Hmmm...it's funny that when you think you may have a moment of clarity and freshness that somehow life throws you a curveball. In many cases it's several curveballs....at the same time. Just as I was thinking that I might maintain a state of equilibrium, several "kinks" in the armor began to change my course. Several projects I have been working on had some minor glitches, my grandfather has become ill, my family life became hectic once again, and my brain stopped operating in a state of purgatory. Life is funny like that.
The only way I can think of to maintain a perpetual state of clarity is to stop doing anything at all. But then I wonder if by doing nothing I would actually create a state of unbalance worse than trying to do many things. Life is funny like that.
Busyness. It's even strange to spell. It reminds me of a quote I heard once. "Life is like a box of chocolates..." I'll let you finish it with your favorite words of wisdom. So many choices that fit depending on the situation. Life is funny like that.

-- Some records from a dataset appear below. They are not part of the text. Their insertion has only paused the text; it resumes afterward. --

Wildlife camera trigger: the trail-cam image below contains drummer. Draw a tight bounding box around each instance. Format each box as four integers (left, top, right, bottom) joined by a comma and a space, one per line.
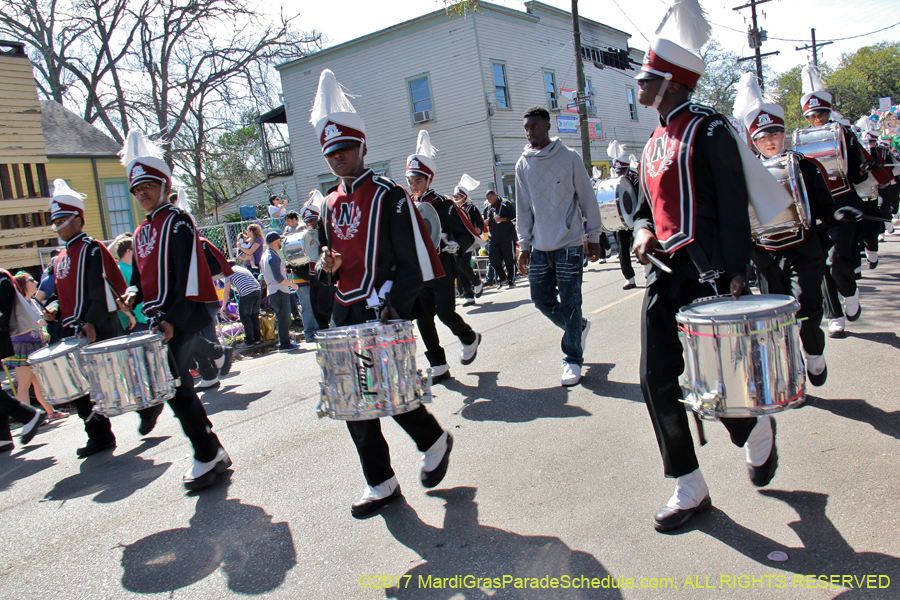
799, 65, 869, 338
607, 140, 639, 290
451, 176, 485, 306
406, 131, 483, 383
47, 180, 161, 458
119, 131, 231, 492
312, 69, 453, 518
734, 73, 858, 386
301, 195, 332, 333
632, 15, 778, 532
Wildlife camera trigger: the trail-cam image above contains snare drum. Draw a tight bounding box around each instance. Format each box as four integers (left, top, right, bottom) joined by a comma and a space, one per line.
315, 320, 431, 420
27, 337, 90, 405
792, 123, 847, 179
677, 294, 805, 420
595, 176, 638, 232
80, 332, 177, 417
282, 232, 309, 267
755, 154, 813, 242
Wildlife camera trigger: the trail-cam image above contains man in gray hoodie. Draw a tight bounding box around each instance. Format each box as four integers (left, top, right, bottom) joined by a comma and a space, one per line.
515, 106, 604, 386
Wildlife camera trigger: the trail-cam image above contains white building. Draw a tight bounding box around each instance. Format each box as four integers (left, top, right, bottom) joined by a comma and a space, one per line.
275, 1, 659, 202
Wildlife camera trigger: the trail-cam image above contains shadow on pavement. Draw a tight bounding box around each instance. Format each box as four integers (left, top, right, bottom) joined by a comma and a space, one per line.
846, 331, 900, 352
806, 396, 900, 441
695, 490, 899, 598
442, 372, 591, 422
120, 472, 296, 595
44, 437, 171, 503
201, 387, 271, 416
465, 298, 532, 315
381, 486, 623, 599
0, 443, 57, 492
578, 363, 644, 403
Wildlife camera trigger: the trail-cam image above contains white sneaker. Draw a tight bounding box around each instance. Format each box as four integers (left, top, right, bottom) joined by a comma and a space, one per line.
420, 431, 449, 473
828, 317, 845, 338
561, 362, 582, 386
356, 476, 399, 504
745, 415, 774, 467
196, 378, 219, 390
460, 333, 481, 365
473, 282, 484, 298
865, 249, 878, 267
664, 469, 709, 511
183, 446, 232, 491
842, 291, 860, 320
581, 319, 591, 353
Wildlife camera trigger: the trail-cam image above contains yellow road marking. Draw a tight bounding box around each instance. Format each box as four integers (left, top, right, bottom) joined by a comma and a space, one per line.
589, 289, 643, 315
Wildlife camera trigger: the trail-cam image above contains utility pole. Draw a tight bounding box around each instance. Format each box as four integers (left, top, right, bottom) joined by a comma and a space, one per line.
571, 0, 592, 173
795, 28, 833, 66
733, 0, 778, 89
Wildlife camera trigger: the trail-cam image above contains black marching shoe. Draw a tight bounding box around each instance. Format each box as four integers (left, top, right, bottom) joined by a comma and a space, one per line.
183, 447, 232, 492
748, 420, 779, 487
807, 365, 827, 387
20, 410, 46, 445
217, 347, 234, 377
654, 495, 712, 533
421, 433, 454, 489
138, 404, 165, 436
77, 437, 116, 458
351, 484, 402, 519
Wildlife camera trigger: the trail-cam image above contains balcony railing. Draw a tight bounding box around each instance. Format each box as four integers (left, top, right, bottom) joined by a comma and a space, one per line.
264, 144, 293, 178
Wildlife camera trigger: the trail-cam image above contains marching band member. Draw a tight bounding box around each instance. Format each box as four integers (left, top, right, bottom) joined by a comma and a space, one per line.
0, 269, 45, 452
451, 176, 485, 306
301, 194, 332, 332
48, 180, 161, 457
799, 66, 869, 338
607, 140, 639, 290
857, 117, 900, 245
406, 132, 482, 383
119, 131, 231, 491
734, 73, 858, 387
632, 0, 781, 532
312, 70, 453, 518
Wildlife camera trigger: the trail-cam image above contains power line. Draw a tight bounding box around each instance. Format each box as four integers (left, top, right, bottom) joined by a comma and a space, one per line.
611, 0, 650, 44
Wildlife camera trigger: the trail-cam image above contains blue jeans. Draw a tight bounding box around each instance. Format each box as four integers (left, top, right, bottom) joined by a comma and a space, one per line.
296, 285, 317, 341
529, 245, 585, 366
268, 291, 293, 348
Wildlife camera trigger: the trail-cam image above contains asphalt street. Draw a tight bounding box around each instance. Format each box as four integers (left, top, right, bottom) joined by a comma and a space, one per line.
2, 241, 899, 600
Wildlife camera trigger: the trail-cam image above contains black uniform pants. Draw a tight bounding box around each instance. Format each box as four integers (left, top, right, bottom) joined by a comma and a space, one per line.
415, 275, 477, 367
309, 275, 333, 330
456, 251, 482, 299
755, 244, 826, 356
0, 389, 39, 443
821, 222, 858, 319
336, 303, 444, 487
860, 199, 884, 252
139, 332, 221, 462
193, 335, 224, 381
640, 261, 758, 479
488, 239, 516, 284
615, 230, 635, 280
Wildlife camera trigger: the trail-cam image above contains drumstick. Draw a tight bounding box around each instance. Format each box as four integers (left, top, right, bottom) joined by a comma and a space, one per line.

I guess I wouldn't really want things any differently. I have a wonderful wife, wonderful kids, a wonderful job. Satisfaction and contentment have turned from being goals to strive for to more of a lifestyle. Instead of continually searching for something that I could never obtain, I simply found it right beneath my nose the entire time. I remember thinking, "I can't get no...satisfaction." What is satisfaction really? Don't people talk about satisfaction in terms of what they don't have? Or what they wish they had?
So here I am. Satisfied that God has provided exactly what He had in mind to begin with. But not satisfied enough to stop trying to figure out what He has in store next.
Life is funny like that...and I wouldn't have it any other way.